Data Foundations: How to Structure Your Data for LLMs
David Guede, Data / AI Partner and Agentic AI Expert at Converteo, specializes in deploying production-ready AI architectures. He helps enterprises industrialize intelligent agents, transforming complex business processes into real drivers of performance and competitive advantage.
Key Takeaways
- Your content, product listings, and APIs were structured for humans browsing a website. When an LLM reads them to answer a customer, they break down.
- Fixing this is a foundational project that starts with one question: which data do we need to restructure so an LLM can actually use it?
Imagine the scene. A team builds a high-quality voice agent on a modern platform, using a top-tier model. It works perfectly in the demo. You push it to QA, and suddenly, on very specific topics, the agent hallucinates half the time.
The first instinct is to blame the model. It’s too limited. Poorly prompted. Badly configured. Sometimes, that’s partly true. But experience shows that in most cases, the real issue lies elsewhere: it comes from the input data you feed the model.
This anecdote comes directly from the “Sharlie” project at Orange. When asked about mobile plans covering destinations like Morocco or Switzerland, the agent consistently stumbled. Digging deeper, the team didn’t uncover a model flaw. They discovered that the data feeding the model was designed for a website—and it became completely illegible the second it was parsed by an LLM.
This is probably one of the most enduring challenges generative AI poses to any organization. And one of the least discussed.
Why Your Data Isn’t Built for LLMs
Over the years, enterprise content has been structured for a single purpose: to be displayed to humans, on screens, within digital journeys. That has driven some fundamental design choices.
Content optimized for the human eye. A well-crafted pricing sheet highlights the attractive price, uses design for visual hierarchy, and tucks T&Cs into a “good to know” sidebar. To a human looking at the page, everything makes sense. But when an LLM receives that exact same content via text or API, the visual hierarchy vanishes, and the information turns into a jumbled mess.
APIs built for apps, not models. An API powering a website usually returns a massive block of data, structured so the front-end can pick and choose what to display. That’s highly efficient for a developer. It’s a trap for an LLM, which has to reverse-engineer context out of a format built for a completely different system.
Implicit business rules. A lot of content relies on unspoken corporate conventions. “When we say ‘international,’ that excludes Europe.” “If a condition isn’t listed, standard terms apply by default.” Human reps learn these rules over years of experience. An LLM doesn’t know them, and it cannot guess them.
Add these three factors together, and it’s easy to see why even a highly capable model can fail on specific questions: it is correctly executing the prompt using raw material that was never designed for it.
3 Initiatives to Structure Your Data for LLMs
Three core initiatives emerge.
- Rethinking specific APIs for LLMs. This doesn’t mean rebuilding everything from scratch. It means identifying the most critical APIs for your conversational agents and building a structured variant specifically designed for model ingestion. A pricing API, for instance, should explicitly state what is included, what is excluded, in which countries, and under what conditions, in a format the model can parse instantly.
- Restructuring business content. Product specs, pricing policies, terms and conditions—anything serving as the agent’s knowledge base must be progressively rewritten with a dual purpose (human and machine). This is heavy lifting that impacts content, product, and customer service teams.

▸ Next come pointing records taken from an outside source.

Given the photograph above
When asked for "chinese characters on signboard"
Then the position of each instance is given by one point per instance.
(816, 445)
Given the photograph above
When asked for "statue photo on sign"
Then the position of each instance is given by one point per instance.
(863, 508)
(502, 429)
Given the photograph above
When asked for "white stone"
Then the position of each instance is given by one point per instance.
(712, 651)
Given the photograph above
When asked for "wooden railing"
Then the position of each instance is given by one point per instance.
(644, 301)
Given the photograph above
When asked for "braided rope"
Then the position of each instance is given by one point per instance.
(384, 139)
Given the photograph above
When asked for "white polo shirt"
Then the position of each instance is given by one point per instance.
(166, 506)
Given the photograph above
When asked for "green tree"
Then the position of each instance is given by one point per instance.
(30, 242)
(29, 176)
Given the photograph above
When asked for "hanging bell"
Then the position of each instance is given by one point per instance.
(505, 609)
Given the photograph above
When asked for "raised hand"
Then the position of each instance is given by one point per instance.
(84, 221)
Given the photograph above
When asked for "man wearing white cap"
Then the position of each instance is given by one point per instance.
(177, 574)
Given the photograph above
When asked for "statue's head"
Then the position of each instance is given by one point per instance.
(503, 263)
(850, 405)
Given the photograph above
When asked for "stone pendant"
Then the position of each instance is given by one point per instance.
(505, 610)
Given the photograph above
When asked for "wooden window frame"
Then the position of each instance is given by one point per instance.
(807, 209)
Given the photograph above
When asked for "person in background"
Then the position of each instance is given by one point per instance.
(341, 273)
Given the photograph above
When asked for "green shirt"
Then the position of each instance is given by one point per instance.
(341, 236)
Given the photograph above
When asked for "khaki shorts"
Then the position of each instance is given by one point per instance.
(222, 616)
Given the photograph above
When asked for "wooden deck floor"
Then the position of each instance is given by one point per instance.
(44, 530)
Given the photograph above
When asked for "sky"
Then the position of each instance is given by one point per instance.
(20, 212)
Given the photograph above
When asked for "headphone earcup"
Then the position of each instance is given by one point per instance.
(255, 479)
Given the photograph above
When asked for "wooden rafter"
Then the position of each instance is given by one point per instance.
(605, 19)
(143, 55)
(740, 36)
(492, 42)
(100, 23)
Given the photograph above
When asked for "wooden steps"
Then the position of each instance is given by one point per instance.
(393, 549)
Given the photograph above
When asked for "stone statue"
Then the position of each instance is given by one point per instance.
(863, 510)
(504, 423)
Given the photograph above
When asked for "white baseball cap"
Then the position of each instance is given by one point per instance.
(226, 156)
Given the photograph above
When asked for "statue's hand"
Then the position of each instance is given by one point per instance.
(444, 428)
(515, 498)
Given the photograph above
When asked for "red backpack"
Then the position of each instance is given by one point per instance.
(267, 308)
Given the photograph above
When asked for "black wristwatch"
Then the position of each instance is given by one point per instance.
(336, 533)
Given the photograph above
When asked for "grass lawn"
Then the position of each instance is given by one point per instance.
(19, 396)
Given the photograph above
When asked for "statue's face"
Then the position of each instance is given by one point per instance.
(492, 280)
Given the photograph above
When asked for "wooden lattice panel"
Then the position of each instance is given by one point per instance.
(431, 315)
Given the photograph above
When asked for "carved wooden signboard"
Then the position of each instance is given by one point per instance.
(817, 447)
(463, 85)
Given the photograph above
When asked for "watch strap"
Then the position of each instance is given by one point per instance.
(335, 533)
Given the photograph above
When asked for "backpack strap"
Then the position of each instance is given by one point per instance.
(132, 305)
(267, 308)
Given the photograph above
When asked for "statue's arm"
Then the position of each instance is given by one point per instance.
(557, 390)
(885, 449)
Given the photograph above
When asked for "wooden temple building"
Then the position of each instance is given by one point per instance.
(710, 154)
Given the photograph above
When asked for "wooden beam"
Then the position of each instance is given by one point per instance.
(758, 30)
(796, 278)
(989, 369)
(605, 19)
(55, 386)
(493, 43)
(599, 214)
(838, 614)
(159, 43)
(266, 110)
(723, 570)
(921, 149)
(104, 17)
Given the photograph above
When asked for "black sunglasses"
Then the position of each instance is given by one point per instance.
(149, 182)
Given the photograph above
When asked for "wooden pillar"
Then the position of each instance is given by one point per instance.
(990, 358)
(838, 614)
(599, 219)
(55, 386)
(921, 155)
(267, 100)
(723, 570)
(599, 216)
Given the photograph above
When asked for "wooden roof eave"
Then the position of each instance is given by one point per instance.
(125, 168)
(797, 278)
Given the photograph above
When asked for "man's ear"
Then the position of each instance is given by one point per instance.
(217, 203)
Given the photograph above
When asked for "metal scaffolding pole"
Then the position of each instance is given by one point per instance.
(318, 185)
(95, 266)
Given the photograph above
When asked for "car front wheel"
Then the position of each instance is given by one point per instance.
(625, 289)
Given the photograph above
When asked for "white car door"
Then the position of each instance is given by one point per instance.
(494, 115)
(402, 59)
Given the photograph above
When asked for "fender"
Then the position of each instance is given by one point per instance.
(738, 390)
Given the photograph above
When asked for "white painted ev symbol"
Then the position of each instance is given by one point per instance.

- Making implicit rules explicit. Everything passed down through word-of-mouth between human reps, everything that is “just known” across the company without being documented, must be put in black and white to become actionable for an agent. This exercise adds massive value far beyond AI: it frequently exposes inconsistencies, outdated policies, and siloed knowledge.
Data Foundations: A Governance Issue
This initiative goes way beyond the IT department. It strikes at the core of enterprise data governance.
Who is responsible for ensuring a product listing is optimized for LLM usage? Today, usually no one. The listing exists for the website, and the buck stops there. Tomorrow, we will need clear data owners capable of arbitrating between the “human” version and the “machine” version of the same content, ensuring both remain perfectly synced over time.
This also requires new workflows. When a product feature changes or a pricing condition updates, how do you guarantee that change propagates everywhere—including into the databases your AI agents rely on? Without that process, you accumulate silent drift that will inevitably trigger hallucinations in production.
This is one of the most structural challenges AI brings to large enterprises today, demanding a gradual overhaul of how content is structured and governed.
The good news is you don’t have to boil the ocean. You can start with the content your production agents hit the most, measure the impact, and scale from there. The bad news is you cannot avoid it: as long as the raw material is flawed, no model—no matter how advanced—will perform well. And until you tackle this data debt, your voice agent’s ROI will remain capped… not by the tech, but by the data.